岩の間からひょっこりと顔を出しているのは、小さなトカゲ。色はピンクで、両手で抱えるくらいの大きさだ。角はちょっと長くて、後ろに流れる感じの二本。こういうのも個体差なんだろうなあ、うん。
じゃなくって。
「あー。色とサイズは違うけど、三年前のリュントとほぼ同じ外見だな」
「はい。ドラゴンの幼生ですね」
さすがにリュント、自分の姿は認識してたらしい。水鏡かなんかで見たんだろうな。
そういう会話を交わしている俺たちを見比べながら、そのピンクの子は少し怯える感じの表情を浮かべている。
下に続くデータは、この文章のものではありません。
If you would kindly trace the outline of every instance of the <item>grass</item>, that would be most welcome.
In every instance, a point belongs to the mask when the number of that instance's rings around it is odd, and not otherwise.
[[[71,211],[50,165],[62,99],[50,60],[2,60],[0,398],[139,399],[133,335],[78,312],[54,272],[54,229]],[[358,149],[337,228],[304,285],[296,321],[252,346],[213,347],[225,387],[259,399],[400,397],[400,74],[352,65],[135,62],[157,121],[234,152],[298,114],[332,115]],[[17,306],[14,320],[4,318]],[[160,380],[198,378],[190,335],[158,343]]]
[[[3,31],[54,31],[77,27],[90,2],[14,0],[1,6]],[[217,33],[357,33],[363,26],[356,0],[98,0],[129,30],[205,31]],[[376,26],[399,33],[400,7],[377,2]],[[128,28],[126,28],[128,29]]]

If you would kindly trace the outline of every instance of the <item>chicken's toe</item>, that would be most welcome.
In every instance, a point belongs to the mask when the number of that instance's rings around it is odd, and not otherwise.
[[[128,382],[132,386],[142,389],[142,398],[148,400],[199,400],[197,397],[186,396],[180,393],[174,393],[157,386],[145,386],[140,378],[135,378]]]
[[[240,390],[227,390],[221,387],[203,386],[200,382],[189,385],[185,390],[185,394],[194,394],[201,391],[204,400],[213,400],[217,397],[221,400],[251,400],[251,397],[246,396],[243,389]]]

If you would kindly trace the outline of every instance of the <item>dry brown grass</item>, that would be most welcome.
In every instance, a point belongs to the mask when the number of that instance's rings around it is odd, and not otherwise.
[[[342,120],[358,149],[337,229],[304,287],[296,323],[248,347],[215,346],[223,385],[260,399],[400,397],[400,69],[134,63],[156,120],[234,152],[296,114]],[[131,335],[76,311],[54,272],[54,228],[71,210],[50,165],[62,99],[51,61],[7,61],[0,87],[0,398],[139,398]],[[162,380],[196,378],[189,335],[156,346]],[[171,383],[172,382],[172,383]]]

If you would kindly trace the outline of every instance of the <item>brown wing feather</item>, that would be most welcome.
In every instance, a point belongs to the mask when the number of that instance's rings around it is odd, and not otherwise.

何かあったかな、と思うんだがこのくらいの相手だと、人語は喋れないと思う。
というわけで、リュント、頼んだ。
「きゅい。どうしました?」
「みゅい」
あっちの子、リュントがドラゴンだというのは認識できた模様。しばらくみゅいみゅいきゅいきゅいとドラゴン語らしい会話が続くのを、俺はゆっくり待っている。周囲を警戒してはいるけれど、ヒルオークの巣のそばということでか特に問題はないようだ。そりゃ、うっかり見つかって餌にはなりたくないもんなあ、魔物も獣も。
「……」
あ、終わった模様。ただ、リュントの綺麗な顔がひどく難しい表情を浮かべている。彼女にしちゃ珍しいが、つまり。
「あんまりいい話じゃなさそうだね」
「はい」
気がついたけど、ピンクの子はリュントの腕の中に収まっていた。ドラゴン同士だし、気が合ったのかな。そりゃ良かった。
ただ、きゅうと縮こまっている感じなのは……ああはいはい俺ですね、ごめん怖がらせてるかも。
そうして。
「……この子の住んでいた場所が、焼き払われたようです」
そんな感じで俺を恐れている理由は、リュントの言葉が教えてくれたように俺には思えた。